Opinion mining from noisy text data

  • Authors:
  • Lipika Dey;S K Mirajul Haque

  • Affiliations:
  • TCS Innovation Lab Delhi, Udyog Vihar, Gurgaon, India;TCS Innovation Lab Delhi, Udyog Vihar, Gurgaon, India

  • Venue:
  • Proceedings of the second workshop on Analytics for noisy unstructured text data
  • Year:
  • 2008

Quantified Score

Hi-index 0.00

Visualization

Abstract

The proliferation of Internet has not only generated huge volumes of unstructured information in the form of web documents, but a large amount of text is also generated in the form of emails, blogs, and feedbacks etc. The data generated from online communication acts as potential gold mines for discovering knowledge. Text analytics has matured and is being successfully employed to mine important information from unstructured text documents. Most of these techniques use Natural Language Processing techniques which assume that the underlying text is clean and correct.
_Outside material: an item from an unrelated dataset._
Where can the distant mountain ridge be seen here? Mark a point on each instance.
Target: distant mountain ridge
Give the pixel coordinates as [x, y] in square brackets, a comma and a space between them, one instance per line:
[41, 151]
Statistical techniques, though not as accurate as linguistic mechanisms, are also employed for the purpose to overcome the dependence on clean text. The chief bottleneck for designing statistical mechanisms is however its dependence on appropriately annotated training data. None of these methodologies are suitable for mining information from online communication text data due to the fact that they are often noisy. These texts are informally written. They suffer from spelling mistakes, grammatical errors, improper punctuation and irrational capitalization. This paper focuses on opinion extraction from noisy text data. It is aimed at extracting and consolidating opinions of customers from blogs and feedbacks, at multiple levels of granularity. Ours is a hybrid approach, in which we initially employ a semi-supervised method to learn domain knowledge from a training repository which contains both noisy and clean text. Thereafter we employ localized linguistic techniques to extract opinion expressions from noisy text. We have developed a system based on this approach, which provides the user with a platform to analyze opinion expressions extracted from a repository.